Published in final edited form as: Appl Immunohistochem Mol Morphol. 2010 May;18(3):199–205. doi: 10.1097/PAI.0b013e3181c59a81

IMMUNOGLOBULIN LIGHT CHAIN IMMUNOHISTOCHEMISTRY REVISITED, WITH EMPHASIS ON REACTIVE FOLLICULAR HYPERPLASIA VS. FOLLICULAR LYMPHOMA

Lawrence M Weiss a, Sofia Loera, Carlos E Bacchi b
PMCID: PMC2922881  NIHMSID: NIHMS161270  PMID: 20042853

Abstract

The identification of monotypic light chains is an important adjunct to the diagnosis of B-cell lymphoma, yet is often difficult to reliably perform on formalin-fixed paraffin sections. We have evaluated a new set of monoclonal antibodies to kappa and lambda light chain that are reactive in paraffin sections. In reactive lymphoid tissues, polytypic staining was noted in greater than 95% of cases, with strong staining of plasma cells, moderate staining of the follicular dendritic cell network, and weak staining of mantle zone cells. Strong staining for the appropriate light chain was seen in each of 7 cases of multiple myeloma. In a series of 58 cases of B-cell lymphoma, correlation between the results of immunohistochemistry and flow cytometry was obtained in 36 cases (62%), including 32 cases (21 kappa and 11 lambda) in which a single light chain was expressed. Monotypic staining also seen in 6 additional cases (10%) in which the flow cytometry had been negative. Thirty of 46 cases (65%) of follicular lymphoma showed monotypic light chain expression, in contrast to 64 of 67 cases (95%) of reactive lymphoid hyperplasia, which showed polytypic light chain expression. These antibodies may provide an effective adjunct to the diagnosis of B-cell lymphoma in routine diagnostic work.

Keywords: immunoglobulin light chain, immunohistochemistry, kappa, lambda, follicular lymphoma, reactive follicular hyperplasia


The identification of monotypic light chain expression, while not diagnostic alone, is an important criterion to use when one is attempting establish a diagnosis of B-cell lymphoma, as only rare B-cell proliferations are monotypic, yet polyclonal (e.g.\, multisystemic Castleman disease being one exception) (1). The demonstration of monotypic light chains can be accomplished by either flow cytometry or frozen section immunohistochemical studies, when fresh or frozen tissue is available, however many times such tissue is not available in routine diagnostic work.
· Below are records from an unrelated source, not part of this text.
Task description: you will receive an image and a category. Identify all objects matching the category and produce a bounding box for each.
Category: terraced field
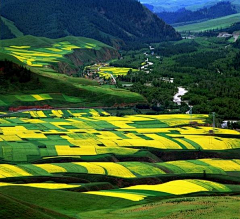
[98,66,137,79]
[0,109,240,218]
[0,36,105,67]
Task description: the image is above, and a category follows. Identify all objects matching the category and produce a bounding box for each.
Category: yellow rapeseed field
[84,191,146,201]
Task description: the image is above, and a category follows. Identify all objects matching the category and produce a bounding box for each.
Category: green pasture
[175,13,240,32]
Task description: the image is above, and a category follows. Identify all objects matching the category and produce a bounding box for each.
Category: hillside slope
[2,0,180,43]
[157,2,237,24]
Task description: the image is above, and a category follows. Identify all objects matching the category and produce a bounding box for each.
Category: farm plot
[0,112,240,163]
[0,159,240,179]
[3,41,97,67]
[86,180,234,201]
[98,66,137,79]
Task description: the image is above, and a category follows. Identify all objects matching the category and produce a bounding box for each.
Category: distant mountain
[143,4,154,12]
[1,0,180,44]
[157,2,238,24]
[140,0,240,12]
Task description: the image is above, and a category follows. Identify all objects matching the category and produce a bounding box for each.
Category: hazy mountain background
[1,0,180,44]
[141,0,240,12]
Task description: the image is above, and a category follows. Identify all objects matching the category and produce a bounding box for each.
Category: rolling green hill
[1,0,181,44]
[0,36,145,109]
[176,13,240,32]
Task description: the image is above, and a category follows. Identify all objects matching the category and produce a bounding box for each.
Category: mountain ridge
[2,0,181,44]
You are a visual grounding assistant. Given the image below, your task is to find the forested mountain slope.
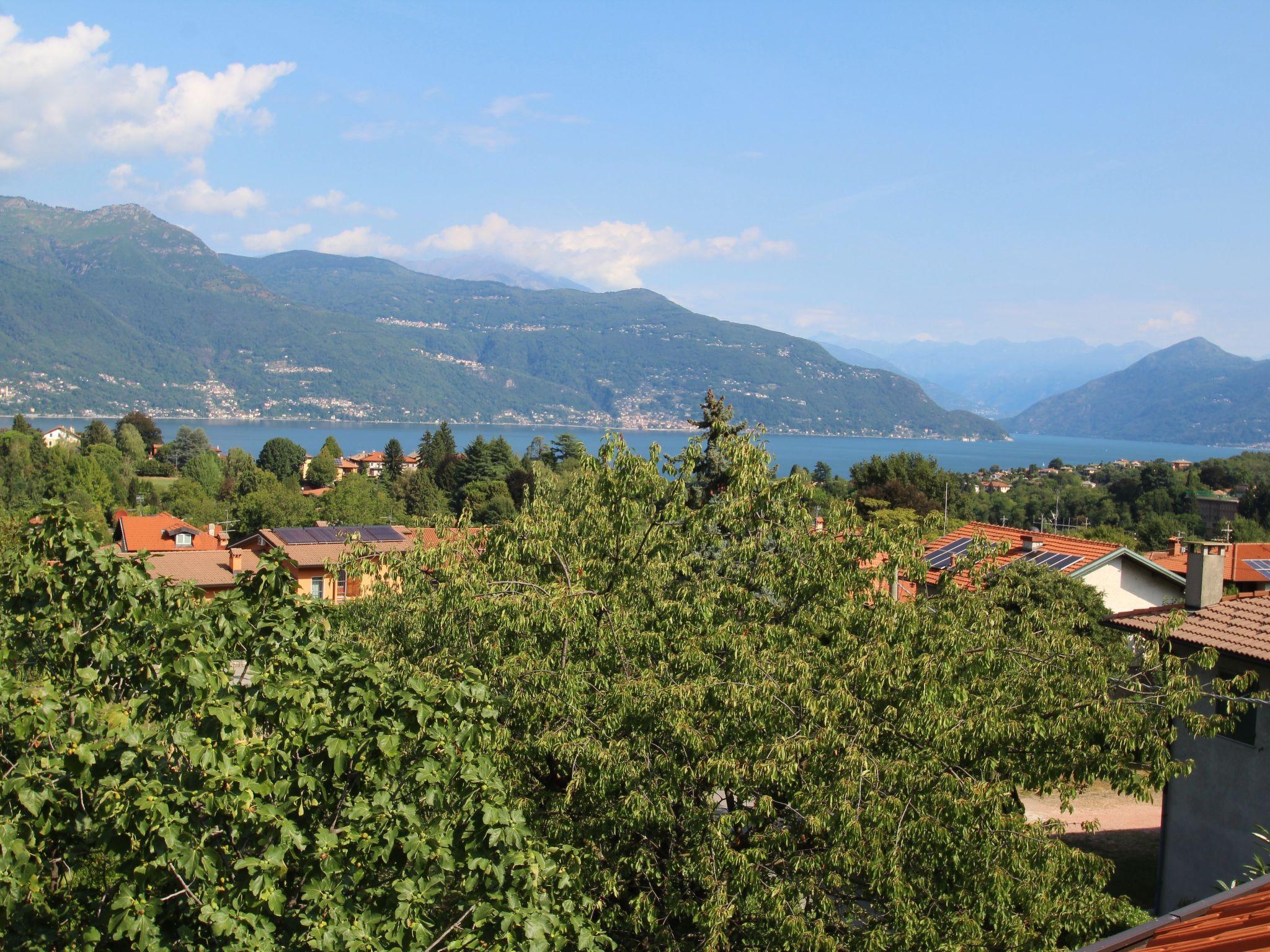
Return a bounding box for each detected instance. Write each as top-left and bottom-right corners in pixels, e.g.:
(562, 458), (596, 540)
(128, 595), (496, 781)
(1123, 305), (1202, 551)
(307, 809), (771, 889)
(1003, 338), (1270, 446)
(0, 198), (1002, 438)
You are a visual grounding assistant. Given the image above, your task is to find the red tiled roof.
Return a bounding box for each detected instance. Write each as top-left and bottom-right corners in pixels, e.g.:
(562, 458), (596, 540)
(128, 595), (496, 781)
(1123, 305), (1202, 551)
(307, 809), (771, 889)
(1147, 542), (1270, 583)
(1081, 876), (1270, 952)
(1106, 591), (1270, 661)
(926, 522), (1120, 588)
(149, 549), (259, 589)
(114, 513), (221, 552)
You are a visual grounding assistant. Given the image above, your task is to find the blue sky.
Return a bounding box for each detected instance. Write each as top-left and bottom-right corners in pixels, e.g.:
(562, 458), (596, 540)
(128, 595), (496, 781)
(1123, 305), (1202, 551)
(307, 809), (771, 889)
(0, 0), (1270, 355)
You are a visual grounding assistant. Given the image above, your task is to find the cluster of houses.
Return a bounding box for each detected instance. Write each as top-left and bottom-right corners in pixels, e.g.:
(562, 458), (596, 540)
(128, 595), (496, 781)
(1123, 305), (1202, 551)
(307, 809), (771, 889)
(114, 503), (1270, 950)
(914, 523), (1270, 952)
(114, 510), (462, 602)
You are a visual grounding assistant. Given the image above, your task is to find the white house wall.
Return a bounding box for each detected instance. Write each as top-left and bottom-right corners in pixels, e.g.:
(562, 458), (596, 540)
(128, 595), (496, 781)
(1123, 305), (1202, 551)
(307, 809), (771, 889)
(1081, 556), (1186, 612)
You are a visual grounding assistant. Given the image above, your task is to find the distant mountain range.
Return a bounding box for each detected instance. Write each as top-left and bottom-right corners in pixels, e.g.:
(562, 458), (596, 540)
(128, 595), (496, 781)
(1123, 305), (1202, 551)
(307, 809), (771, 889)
(1002, 338), (1270, 446)
(819, 340), (990, 414)
(819, 337), (1153, 418)
(393, 255), (590, 291)
(0, 198), (1005, 439)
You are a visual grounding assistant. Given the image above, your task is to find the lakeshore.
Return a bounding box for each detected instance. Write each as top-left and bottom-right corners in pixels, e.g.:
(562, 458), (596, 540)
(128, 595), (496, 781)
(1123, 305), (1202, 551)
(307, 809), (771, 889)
(29, 416), (1243, 475)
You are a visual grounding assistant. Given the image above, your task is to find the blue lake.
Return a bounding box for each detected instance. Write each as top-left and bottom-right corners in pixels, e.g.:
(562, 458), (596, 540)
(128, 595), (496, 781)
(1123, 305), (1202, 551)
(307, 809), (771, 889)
(30, 416), (1241, 475)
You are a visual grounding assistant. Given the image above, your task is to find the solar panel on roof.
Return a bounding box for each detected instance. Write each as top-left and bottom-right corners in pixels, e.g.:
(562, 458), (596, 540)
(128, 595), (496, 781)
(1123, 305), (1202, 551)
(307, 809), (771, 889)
(1243, 558), (1270, 579)
(1018, 549), (1081, 573)
(926, 538), (972, 571)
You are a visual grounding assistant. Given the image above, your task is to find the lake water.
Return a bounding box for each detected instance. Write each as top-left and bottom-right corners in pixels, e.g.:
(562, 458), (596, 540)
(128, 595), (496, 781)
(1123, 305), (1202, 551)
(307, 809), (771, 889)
(30, 416), (1241, 475)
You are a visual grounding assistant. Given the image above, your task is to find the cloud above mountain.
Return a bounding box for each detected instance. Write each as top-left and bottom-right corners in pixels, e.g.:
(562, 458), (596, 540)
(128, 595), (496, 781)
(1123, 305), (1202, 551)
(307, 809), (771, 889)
(242, 222), (313, 255)
(0, 17), (296, 171)
(416, 213), (795, 288)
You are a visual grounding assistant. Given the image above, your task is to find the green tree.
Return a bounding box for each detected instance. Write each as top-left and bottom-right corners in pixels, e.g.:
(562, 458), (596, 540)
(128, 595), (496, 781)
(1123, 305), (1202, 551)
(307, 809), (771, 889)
(160, 426), (213, 470)
(382, 437), (405, 480)
(80, 420), (114, 449)
(160, 476), (224, 526)
(12, 414), (42, 437)
(0, 510), (607, 952)
(255, 437), (309, 480)
(114, 410), (162, 447)
(851, 453), (962, 515)
(462, 480), (515, 526)
(114, 423), (148, 465)
(182, 452), (224, 498)
(234, 485), (315, 534)
(404, 467), (451, 519)
(340, 434), (1229, 950)
(318, 472), (402, 526)
(305, 447), (335, 486)
(551, 433), (587, 466)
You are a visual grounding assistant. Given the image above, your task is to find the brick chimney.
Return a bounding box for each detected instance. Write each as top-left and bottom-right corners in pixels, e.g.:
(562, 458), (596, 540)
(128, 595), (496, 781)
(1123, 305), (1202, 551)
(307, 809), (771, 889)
(1186, 540), (1227, 612)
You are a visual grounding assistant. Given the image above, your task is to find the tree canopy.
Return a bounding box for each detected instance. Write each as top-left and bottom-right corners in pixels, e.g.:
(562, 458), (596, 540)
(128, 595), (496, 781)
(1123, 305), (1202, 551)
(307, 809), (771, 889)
(342, 431), (1229, 950)
(0, 509), (603, 952)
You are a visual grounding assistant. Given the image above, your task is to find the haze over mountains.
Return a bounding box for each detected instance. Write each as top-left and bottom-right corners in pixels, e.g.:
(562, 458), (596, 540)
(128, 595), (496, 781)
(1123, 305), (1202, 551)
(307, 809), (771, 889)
(0, 198), (1003, 438)
(393, 255), (590, 291)
(1002, 338), (1270, 446)
(822, 337), (1155, 418)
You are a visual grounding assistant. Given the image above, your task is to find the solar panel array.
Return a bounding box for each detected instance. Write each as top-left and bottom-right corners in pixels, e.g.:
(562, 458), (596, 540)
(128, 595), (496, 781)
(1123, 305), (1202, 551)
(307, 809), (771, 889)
(273, 526), (405, 546)
(926, 538), (972, 571)
(1018, 549), (1081, 573)
(1243, 558), (1270, 579)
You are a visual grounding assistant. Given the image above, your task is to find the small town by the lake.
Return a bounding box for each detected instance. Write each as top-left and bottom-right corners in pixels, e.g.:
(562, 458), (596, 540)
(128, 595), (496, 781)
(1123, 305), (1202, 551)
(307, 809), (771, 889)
(0, 7), (1270, 952)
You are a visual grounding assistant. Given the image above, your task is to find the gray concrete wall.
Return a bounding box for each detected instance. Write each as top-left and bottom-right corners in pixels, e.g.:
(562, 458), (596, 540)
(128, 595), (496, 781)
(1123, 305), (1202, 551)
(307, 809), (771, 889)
(1157, 658), (1270, 913)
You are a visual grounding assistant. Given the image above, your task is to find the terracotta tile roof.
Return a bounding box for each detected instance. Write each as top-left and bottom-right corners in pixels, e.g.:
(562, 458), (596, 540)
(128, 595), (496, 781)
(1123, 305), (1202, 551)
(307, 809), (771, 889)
(1145, 542), (1270, 583)
(926, 522), (1120, 588)
(149, 549), (259, 589)
(114, 513), (222, 552)
(1081, 876), (1270, 952)
(1105, 591), (1270, 663)
(245, 526), (469, 569)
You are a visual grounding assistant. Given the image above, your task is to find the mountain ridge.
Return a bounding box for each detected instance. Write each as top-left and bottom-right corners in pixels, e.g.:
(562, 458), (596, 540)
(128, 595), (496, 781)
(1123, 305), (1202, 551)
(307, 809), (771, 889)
(1003, 337), (1270, 446)
(0, 198), (1005, 438)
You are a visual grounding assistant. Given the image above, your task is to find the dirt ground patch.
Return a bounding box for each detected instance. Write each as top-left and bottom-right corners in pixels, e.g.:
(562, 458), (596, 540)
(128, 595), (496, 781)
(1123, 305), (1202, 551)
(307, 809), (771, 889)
(1021, 783), (1162, 911)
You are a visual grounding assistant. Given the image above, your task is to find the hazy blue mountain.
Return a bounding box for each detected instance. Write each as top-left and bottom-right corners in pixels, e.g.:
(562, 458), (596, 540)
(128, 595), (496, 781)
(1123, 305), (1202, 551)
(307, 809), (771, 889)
(1003, 338), (1270, 446)
(0, 198), (1003, 438)
(822, 337), (1155, 418)
(394, 255), (590, 291)
(819, 340), (988, 414)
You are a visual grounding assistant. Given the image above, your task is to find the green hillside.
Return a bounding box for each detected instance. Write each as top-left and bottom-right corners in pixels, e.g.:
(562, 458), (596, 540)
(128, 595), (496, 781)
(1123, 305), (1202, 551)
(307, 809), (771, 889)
(0, 198), (1003, 438)
(1002, 338), (1270, 446)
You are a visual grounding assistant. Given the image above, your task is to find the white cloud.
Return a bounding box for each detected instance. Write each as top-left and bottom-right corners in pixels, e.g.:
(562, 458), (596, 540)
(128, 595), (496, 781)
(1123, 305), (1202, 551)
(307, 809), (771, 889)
(437, 126), (515, 152)
(162, 179), (265, 218)
(242, 223), (313, 254)
(318, 224), (406, 258)
(485, 93), (585, 122)
(0, 17), (295, 167)
(485, 93), (550, 120)
(343, 120), (407, 142)
(1138, 307), (1197, 332)
(305, 188), (396, 218)
(105, 162), (136, 192)
(417, 214), (794, 288)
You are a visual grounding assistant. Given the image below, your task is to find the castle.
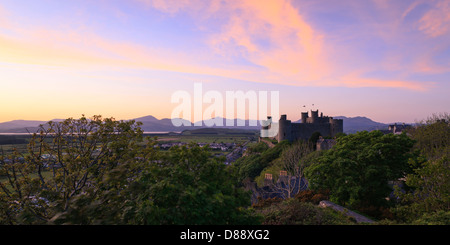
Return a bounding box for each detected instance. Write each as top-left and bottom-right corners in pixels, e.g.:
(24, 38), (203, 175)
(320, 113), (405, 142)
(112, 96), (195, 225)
(261, 110), (344, 142)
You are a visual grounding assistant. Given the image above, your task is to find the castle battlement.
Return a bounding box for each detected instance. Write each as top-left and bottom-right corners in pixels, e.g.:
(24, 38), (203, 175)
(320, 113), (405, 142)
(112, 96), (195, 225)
(262, 110), (344, 142)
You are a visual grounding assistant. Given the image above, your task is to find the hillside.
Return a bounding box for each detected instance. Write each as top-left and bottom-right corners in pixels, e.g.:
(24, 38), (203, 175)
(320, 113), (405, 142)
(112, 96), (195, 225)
(0, 115), (388, 133)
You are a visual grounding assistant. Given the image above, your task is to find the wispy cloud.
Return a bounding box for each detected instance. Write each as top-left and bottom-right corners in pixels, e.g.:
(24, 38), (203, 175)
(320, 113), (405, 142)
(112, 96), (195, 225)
(0, 0), (442, 90)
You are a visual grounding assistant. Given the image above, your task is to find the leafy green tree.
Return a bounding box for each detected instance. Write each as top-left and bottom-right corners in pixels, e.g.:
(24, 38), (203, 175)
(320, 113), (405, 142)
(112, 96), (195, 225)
(305, 131), (414, 208)
(126, 144), (258, 225)
(231, 141), (290, 182)
(0, 116), (149, 224)
(0, 116), (258, 224)
(393, 114), (450, 224)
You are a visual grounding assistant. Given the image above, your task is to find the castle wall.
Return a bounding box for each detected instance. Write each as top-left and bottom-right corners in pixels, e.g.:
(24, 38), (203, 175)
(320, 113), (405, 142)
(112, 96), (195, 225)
(277, 110), (344, 142)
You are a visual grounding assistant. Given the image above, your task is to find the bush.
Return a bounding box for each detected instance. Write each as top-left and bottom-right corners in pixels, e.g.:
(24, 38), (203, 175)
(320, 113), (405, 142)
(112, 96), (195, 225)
(257, 198), (354, 225)
(295, 190), (329, 204)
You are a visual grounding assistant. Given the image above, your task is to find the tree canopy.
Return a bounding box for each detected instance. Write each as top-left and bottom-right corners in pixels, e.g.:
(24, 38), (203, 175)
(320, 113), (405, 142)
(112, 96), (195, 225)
(306, 131), (414, 210)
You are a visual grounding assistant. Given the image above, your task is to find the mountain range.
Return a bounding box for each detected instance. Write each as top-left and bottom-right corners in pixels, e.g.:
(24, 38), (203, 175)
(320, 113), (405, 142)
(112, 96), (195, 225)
(0, 116), (389, 134)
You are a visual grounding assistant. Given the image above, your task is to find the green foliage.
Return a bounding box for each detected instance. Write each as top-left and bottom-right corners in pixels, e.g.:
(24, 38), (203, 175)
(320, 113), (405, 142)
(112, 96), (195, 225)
(408, 114), (450, 160)
(393, 114), (450, 224)
(257, 198), (354, 225)
(128, 144), (257, 225)
(231, 141), (290, 182)
(306, 131), (413, 208)
(0, 116), (258, 224)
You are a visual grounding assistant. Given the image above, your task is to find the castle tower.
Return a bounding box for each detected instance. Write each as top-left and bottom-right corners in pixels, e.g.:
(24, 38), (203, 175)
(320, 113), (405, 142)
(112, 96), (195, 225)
(311, 110), (319, 123)
(278, 115), (287, 142)
(302, 112), (308, 123)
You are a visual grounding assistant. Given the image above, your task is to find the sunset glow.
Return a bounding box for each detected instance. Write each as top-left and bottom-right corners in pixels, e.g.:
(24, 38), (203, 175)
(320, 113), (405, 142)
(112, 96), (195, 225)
(0, 0), (450, 123)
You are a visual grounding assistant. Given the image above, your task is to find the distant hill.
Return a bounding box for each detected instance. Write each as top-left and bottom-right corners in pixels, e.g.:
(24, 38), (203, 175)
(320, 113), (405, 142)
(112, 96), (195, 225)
(333, 116), (389, 134)
(0, 115), (388, 133)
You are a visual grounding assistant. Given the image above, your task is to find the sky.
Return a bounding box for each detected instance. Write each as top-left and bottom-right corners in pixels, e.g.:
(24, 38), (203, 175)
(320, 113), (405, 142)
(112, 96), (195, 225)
(0, 0), (450, 123)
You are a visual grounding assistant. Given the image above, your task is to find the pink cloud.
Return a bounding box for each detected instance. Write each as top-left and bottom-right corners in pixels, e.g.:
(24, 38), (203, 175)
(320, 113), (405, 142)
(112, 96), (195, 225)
(418, 0), (450, 37)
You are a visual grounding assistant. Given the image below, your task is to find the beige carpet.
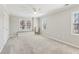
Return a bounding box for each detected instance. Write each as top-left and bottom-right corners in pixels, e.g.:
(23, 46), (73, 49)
(1, 32), (79, 54)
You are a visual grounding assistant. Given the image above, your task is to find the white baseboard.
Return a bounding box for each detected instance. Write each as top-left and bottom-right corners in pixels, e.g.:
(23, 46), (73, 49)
(41, 34), (79, 49)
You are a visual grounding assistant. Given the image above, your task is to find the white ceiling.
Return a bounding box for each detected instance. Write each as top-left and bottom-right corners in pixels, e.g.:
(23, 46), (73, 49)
(6, 4), (64, 17)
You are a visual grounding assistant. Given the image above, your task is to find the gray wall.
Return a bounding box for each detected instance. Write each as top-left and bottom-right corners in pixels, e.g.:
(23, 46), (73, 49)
(0, 5), (9, 52)
(41, 5), (79, 45)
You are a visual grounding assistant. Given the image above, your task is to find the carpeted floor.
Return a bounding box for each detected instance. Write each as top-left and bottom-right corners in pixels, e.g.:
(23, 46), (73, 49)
(1, 32), (79, 54)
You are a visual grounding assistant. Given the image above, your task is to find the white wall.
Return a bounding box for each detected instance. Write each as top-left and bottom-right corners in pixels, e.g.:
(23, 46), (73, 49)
(41, 5), (79, 46)
(10, 15), (32, 36)
(0, 5), (9, 52)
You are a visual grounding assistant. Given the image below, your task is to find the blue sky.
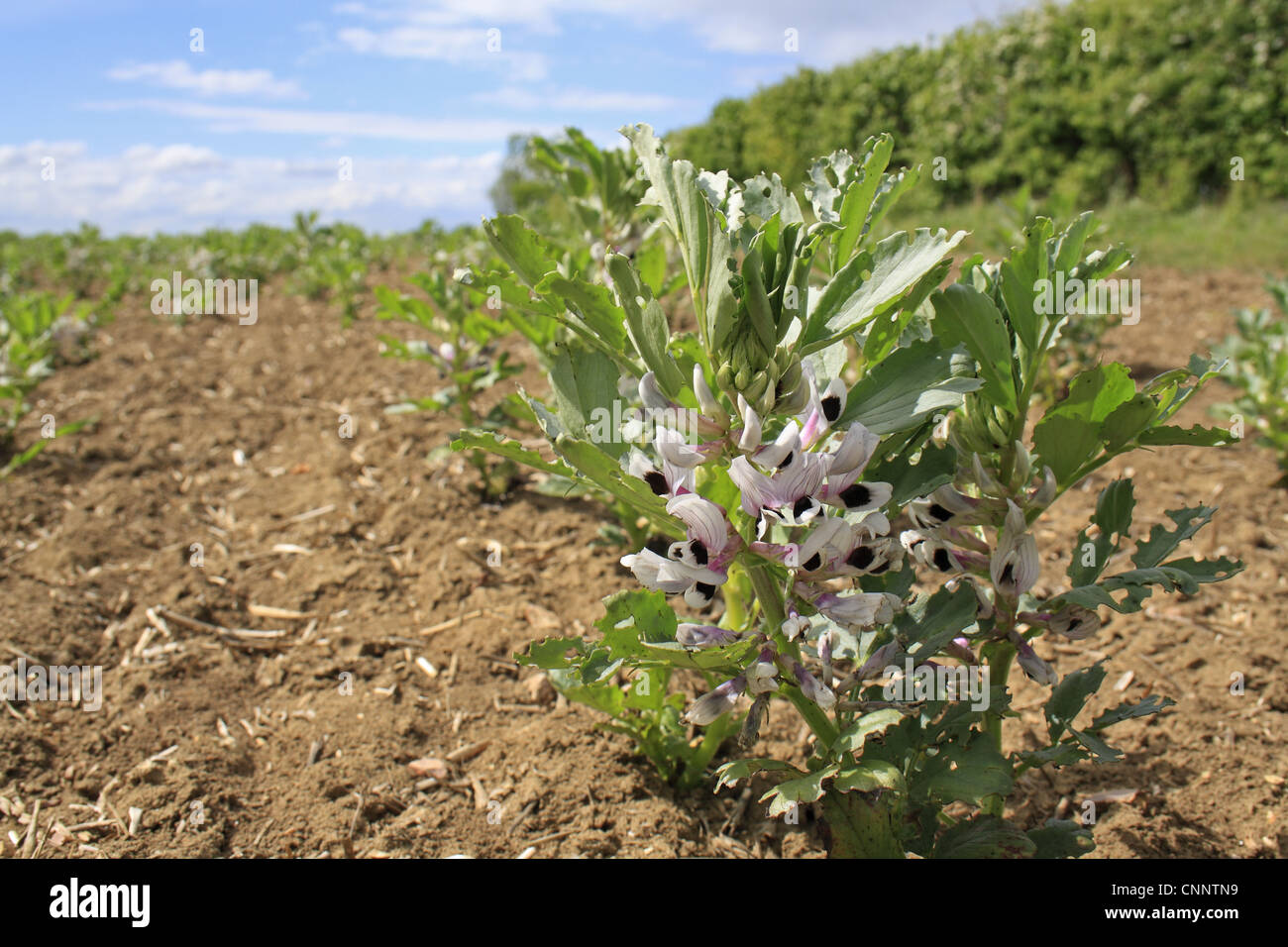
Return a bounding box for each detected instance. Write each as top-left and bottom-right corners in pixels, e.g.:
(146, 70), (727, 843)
(0, 0), (1024, 233)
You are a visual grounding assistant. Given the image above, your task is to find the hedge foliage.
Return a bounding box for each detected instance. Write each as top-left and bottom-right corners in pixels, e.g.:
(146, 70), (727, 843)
(669, 0), (1288, 206)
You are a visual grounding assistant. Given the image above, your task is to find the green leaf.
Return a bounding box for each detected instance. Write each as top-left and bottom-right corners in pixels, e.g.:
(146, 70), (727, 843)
(518, 638), (587, 670)
(802, 228), (963, 352)
(912, 736), (1013, 802)
(1027, 818), (1096, 858)
(716, 759), (804, 792)
(1102, 394), (1164, 451)
(1068, 478), (1136, 586)
(1000, 217), (1052, 352)
(760, 763), (840, 818)
(832, 707), (903, 753)
(1033, 414), (1102, 487)
(483, 214), (555, 287)
(1140, 424), (1237, 447)
(930, 283), (1017, 411)
(595, 588), (678, 657)
(606, 254), (686, 401)
(536, 273), (631, 353)
(621, 125), (738, 351)
(550, 342), (627, 458)
(837, 340), (980, 434)
(1087, 694), (1176, 732)
(1046, 661), (1105, 743)
(934, 815), (1038, 858)
(832, 759), (905, 792)
(1069, 727), (1124, 763)
(1046, 362), (1136, 424)
(863, 259), (953, 364)
(896, 582), (979, 664)
(864, 443), (957, 506)
(452, 428), (579, 480)
(1132, 506), (1216, 569)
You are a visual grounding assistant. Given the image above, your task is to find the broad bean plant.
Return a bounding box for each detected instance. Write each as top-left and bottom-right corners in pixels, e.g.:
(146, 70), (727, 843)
(455, 125), (1241, 857)
(1214, 279), (1288, 476)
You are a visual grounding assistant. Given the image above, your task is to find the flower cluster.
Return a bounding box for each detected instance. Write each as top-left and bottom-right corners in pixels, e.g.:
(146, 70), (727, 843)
(621, 366), (1076, 725)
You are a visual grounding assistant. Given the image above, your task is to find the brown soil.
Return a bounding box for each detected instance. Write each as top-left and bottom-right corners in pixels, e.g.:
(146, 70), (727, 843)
(0, 269), (1288, 857)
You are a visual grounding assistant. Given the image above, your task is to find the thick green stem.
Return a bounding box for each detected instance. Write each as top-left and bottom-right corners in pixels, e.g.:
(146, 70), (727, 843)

The detection of immunoglobulin light chains is one of the oldest applications of paraffin section immunohistochemistry, with the first publications appearing more than 30 years ago (2-4). It widely acknowledged to be an effective means of detecting monotypic light chain expression in plasma cells, however its efficacy in detecting the smaller amounts of immunoglobulin present on B-lymphocytes and B-cell lymphomas is still controversial. While a minority of authors report relatively reliable detection of immunoglobulin in B-cells and their neoplasms, using either enzyme digestion combined with microwave-heating antigen retrieval (5), enzyme digestion alone (6), or heat-induced epitope retrieval alone (7), the majority of investigators have not obtained similar good results (8-14). In addition, our own practical experience, both from our laboratory and reviewing diagnostic slides prepared by other laboratories, suggests that there is not widespread satisfaction with current practical light chain immunoglobulin studies. A demonstration of the dissatisfaction of light chain immunohistochemical studies is the popularity of in situ hybridization studies for the detection of light chain immunoglobulin mRNA (15,16). These studies have never been shown to be of high sensitivity, and are typically only useful in proliferations showing frank plasmacytoid features.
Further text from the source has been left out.